It’s about that time of year again, when every student knows exactly how many days until summer, north campus students study in hammocks next to Janss Steps, and newly-admitted students take trendy photos on the Bruin Statue to post on their social media.
“Riding the Bruin statue. It’s a trend we see every year with no end in sight,” said Director of Admissions Gary Clark. “While it’s not really a problem, we don’t know what kind of message it sends future applicants and current students. Is the statue supposed to be sat on? Is it a rite of passage? Or should we avoid it altogether, and treat it with the same sort of reverence one does with their grandmother’s knick-knacks?”
When we interviewed students on Bruin Walk, we were surprised at the wide variety of responses from students and other passersby. Said one particularly inspired student, “It’s, like, fantastic that we can, like, interact with it. It’s a, like, quintessential part of being a student. I’m like super proud of our school!” Some members of Greek life noted that it’s tradition to sit on the statue while drunk and rowdy for that late night Instagram post, or with your new srat pledge class before the first football game in the fall. The majority of the other answers were in some form of, “What? Who? Who gives a shit?”
The Bruin statue itself had little to say, other than it appreciates the opportunity to stretch out and hibernate during rivalry week when it’s put in the neat little box. When pushed for more of a response, he noted that it’s annoying when students rub his back paw. “I don’t give out good luck for your fucking midterms. Sit on me or ride me into battle like a White Walker on a snow bear if you must, but stop the fucking rubbing. I get such a bad itch, and what can I do about it? If I start moving around to bite it, people would get freaked out. OKAY? Great. Thanks.”

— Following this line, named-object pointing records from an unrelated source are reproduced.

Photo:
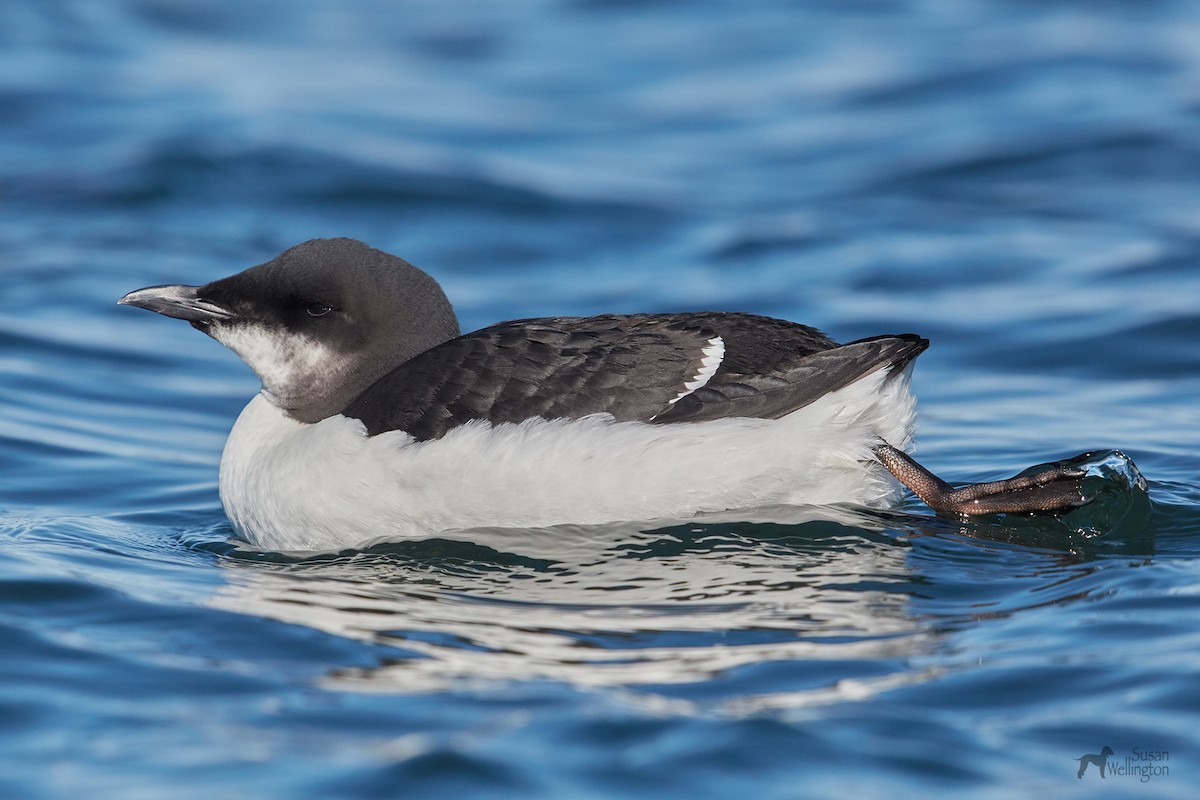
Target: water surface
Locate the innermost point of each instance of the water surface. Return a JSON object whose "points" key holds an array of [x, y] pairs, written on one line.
{"points": [[1014, 180]]}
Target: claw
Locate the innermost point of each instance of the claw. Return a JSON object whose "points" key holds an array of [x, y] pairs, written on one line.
{"points": [[1056, 489]]}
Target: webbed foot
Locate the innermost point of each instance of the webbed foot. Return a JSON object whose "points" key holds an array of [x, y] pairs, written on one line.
{"points": [[1056, 489]]}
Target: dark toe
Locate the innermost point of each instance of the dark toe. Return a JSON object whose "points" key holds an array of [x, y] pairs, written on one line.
{"points": [[1055, 489]]}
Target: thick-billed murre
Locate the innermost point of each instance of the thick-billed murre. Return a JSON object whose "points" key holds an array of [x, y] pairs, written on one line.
{"points": [[378, 419]]}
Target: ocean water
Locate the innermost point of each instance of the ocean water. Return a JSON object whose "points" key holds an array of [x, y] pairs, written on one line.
{"points": [[1018, 181]]}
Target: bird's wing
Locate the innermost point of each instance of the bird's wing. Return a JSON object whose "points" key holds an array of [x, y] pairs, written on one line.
{"points": [[645, 367]]}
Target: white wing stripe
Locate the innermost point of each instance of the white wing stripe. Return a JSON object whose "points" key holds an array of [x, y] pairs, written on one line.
{"points": [[712, 359]]}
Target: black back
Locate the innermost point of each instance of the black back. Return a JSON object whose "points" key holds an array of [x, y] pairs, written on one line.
{"points": [[634, 367]]}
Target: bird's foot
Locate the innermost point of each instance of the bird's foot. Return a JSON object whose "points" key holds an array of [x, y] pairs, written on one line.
{"points": [[1055, 489]]}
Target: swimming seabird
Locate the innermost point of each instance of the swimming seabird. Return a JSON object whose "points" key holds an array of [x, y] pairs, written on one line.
{"points": [[377, 417]]}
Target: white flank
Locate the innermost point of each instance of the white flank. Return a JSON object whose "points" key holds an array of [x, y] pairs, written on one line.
{"points": [[292, 486]]}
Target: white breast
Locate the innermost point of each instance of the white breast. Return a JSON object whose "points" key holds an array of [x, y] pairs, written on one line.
{"points": [[292, 486]]}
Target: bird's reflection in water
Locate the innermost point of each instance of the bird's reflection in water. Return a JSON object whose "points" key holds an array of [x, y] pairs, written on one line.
{"points": [[648, 607]]}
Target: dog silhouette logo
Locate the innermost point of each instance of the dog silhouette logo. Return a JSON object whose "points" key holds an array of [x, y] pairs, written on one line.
{"points": [[1101, 759]]}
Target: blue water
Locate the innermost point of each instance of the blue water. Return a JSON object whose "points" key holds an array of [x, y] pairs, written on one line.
{"points": [[1019, 181]]}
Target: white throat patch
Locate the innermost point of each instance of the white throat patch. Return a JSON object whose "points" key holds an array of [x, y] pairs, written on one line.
{"points": [[291, 366]]}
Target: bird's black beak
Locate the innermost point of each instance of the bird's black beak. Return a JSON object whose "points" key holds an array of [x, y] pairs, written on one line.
{"points": [[178, 301]]}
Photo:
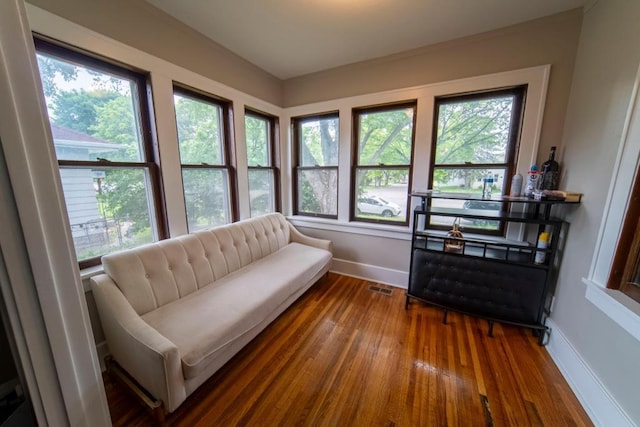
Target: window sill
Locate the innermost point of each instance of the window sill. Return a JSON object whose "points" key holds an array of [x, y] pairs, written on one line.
{"points": [[399, 232], [87, 273], [619, 307]]}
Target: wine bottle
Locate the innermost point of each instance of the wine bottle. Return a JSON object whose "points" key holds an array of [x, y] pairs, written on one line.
{"points": [[550, 172]]}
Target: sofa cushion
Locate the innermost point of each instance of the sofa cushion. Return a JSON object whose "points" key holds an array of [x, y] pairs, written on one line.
{"points": [[153, 275], [236, 304]]}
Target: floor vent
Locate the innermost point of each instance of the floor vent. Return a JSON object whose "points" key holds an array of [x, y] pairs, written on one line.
{"points": [[383, 291], [487, 410]]}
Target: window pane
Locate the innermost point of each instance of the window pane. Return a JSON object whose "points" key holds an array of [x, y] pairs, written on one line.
{"points": [[385, 137], [93, 114], [261, 191], [382, 194], [319, 142], [317, 191], [466, 180], [109, 209], [206, 195], [200, 131], [257, 136], [475, 131]]}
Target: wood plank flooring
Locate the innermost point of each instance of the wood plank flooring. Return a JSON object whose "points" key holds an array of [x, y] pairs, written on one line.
{"points": [[344, 355]]}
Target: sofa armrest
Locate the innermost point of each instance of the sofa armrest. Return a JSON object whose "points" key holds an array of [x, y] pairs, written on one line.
{"points": [[298, 237], [148, 356]]}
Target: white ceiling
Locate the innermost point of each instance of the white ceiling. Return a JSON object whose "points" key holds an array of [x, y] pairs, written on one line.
{"points": [[290, 38]]}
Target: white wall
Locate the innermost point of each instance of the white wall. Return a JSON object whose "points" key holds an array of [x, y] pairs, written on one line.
{"points": [[603, 82]]}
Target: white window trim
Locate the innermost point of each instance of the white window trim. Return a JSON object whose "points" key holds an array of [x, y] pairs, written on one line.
{"points": [[536, 78], [615, 304]]}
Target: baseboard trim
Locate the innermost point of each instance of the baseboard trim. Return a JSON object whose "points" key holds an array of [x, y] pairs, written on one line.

As per usual, we HAD to reach out to our dear, beloved leader, Chancellor Gene Block for comment. “I, for one, am pleased at the school spirit exhibited by our students. Undergraduates and graduates alike revel in the famous statue. Admittedly there was some kickback surrounding the statue a few years back, but the Dean of Acceptance and Inclusivity and I created a new, ongoing panel to gauge the heteronormativity of the statue and whether we should melt it down to mold some more wholesome. But, at the end of the day we realized that some traditions have to stay, regardless of their problematic nature.”